The first offshore wave machine to generate electricity into the UK grid, which was deployed off Orkney, is to be sent to the scrapyard.

The Pelamis Wave, known as the Sea Snake, was installed at the European Marine Energy Centre in 2004. At the time ministers hailed the installation as a “vital milestone” in Scotland’s drive to become a world leader in harnessing sea power for renewable energy.

The semi-submerged machine, which originally included five connected red tubes, was expected to generate 3MW of electricity, enough to power about 2,000 homes, by converting the movement of the waves into energy.

But the company went into administration in 2014 and the device was bought by Orkney Islands council for £1 three years later. It was originally valued at £2 million. After failing to find a use for it, the council will spend £150,000 to send the 1,350-tonne machine for scrap.

James Stockan, the council leader, said at the time of the purchase the device was “symbolic of the industry” and that if it was junked “the critics would have said, ‘you should have kept that for something’”.

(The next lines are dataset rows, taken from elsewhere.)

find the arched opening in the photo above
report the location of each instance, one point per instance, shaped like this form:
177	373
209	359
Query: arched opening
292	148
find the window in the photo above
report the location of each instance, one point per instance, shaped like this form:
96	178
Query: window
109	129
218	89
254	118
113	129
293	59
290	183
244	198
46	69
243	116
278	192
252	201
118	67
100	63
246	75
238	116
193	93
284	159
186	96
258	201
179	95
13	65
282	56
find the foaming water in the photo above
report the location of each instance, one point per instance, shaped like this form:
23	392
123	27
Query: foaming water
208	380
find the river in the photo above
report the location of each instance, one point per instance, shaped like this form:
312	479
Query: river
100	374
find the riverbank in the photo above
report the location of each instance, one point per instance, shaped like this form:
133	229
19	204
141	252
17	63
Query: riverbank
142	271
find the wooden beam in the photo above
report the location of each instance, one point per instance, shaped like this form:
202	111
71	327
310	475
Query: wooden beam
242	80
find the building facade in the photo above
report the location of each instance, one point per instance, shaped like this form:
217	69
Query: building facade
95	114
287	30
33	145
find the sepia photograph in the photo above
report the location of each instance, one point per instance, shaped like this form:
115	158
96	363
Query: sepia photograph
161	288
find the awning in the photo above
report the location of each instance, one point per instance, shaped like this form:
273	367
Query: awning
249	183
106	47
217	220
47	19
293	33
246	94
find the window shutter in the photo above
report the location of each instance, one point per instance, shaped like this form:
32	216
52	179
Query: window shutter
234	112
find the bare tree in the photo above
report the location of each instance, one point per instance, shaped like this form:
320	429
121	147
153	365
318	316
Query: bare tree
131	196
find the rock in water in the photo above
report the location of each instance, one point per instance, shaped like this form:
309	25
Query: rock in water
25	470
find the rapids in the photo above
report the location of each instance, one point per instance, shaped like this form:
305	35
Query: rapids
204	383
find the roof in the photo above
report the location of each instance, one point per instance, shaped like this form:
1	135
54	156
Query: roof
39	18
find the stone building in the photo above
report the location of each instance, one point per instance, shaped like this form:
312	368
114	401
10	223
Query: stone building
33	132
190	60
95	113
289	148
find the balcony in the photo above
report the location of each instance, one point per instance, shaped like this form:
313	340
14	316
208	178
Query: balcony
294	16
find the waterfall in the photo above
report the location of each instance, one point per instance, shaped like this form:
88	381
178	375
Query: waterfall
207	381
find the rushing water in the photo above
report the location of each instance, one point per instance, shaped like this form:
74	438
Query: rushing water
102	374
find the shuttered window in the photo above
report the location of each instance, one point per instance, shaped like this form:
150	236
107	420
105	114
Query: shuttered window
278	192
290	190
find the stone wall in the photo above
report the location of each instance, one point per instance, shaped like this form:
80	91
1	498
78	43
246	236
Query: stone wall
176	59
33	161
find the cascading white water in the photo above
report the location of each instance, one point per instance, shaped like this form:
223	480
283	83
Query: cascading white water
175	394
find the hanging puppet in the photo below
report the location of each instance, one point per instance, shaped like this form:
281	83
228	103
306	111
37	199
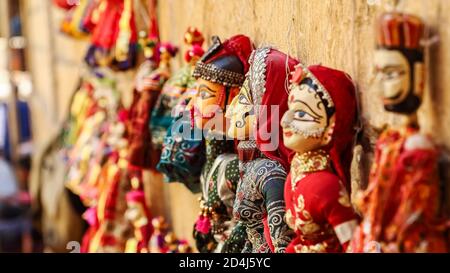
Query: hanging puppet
220	73
138	214
181	158
172	91
255	115
320	128
114	37
401	206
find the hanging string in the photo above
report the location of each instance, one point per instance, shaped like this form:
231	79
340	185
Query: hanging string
143	12
288	36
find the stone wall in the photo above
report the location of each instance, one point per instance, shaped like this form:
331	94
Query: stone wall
335	33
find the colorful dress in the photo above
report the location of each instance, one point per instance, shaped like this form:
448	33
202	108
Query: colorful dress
401	205
318	209
260	205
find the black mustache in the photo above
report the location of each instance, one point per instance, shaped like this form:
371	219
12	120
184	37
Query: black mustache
241	123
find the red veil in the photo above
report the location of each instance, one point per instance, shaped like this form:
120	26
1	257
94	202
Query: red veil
342	90
275	93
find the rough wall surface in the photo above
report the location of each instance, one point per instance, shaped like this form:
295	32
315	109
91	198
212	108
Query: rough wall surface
335	33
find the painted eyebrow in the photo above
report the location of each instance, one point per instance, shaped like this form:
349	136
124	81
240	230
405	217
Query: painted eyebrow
304	103
206	87
390	67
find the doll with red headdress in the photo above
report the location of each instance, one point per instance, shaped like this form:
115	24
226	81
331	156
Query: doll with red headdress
401	206
255	115
320	128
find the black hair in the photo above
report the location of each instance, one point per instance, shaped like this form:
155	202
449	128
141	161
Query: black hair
330	110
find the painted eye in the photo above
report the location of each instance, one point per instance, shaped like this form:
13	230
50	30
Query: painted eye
243	100
301	115
205	95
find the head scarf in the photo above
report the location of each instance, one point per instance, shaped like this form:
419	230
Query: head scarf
268	85
342	91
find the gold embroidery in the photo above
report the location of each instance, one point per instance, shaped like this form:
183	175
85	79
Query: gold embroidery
290	220
344	197
317	248
305	225
308	162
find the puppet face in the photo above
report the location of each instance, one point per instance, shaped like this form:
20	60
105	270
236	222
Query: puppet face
393	72
401	84
306	125
208	103
241	114
135	212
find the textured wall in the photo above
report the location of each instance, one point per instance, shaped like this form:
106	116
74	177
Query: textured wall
336	33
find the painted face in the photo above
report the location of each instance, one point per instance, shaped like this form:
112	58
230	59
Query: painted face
241	114
134	212
394	75
208	103
306	125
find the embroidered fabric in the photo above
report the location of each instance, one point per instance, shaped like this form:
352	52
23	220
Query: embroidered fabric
260	195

Last month Gareth Waterson, the council’s director of enterprise, said it had spent £45,000 maintaining the machine. “It has been a bit of an albatross,” he admitted.

It is currently moored of Lyness wharf in Hoy, in the Orkney Islands, and the council has a deadline of August 18 for its removal.

John Ross Scott, a Kirkwall East councillor, has called for the wave energy converter to be preserved for future generations and sent to a museum.

He told BBC Radio Orkney that destroying the device would be like scrapping the Wright brothers’ plane, the first manned aircraft to make a sustained flight in 1903.

Scott said the option of displaying the machine in a museum in England or Scotland had not been properly explored. “We just don’t know,” he said. “I don’t think it’s been assessed if any museums would be interested in it.”

He added: “I think you could perhaps take the nose-piece of the Pelamis, and make it an impressive piece that people would be stunned by.”

A council spokesman said: “Options were considered for potential uses for the Pelamis device and ultimately a decision was taken by the development and infrastructure committee — then ratified at full council — to arrange for the disposal or sale of the device for scrap, or any other purpose.”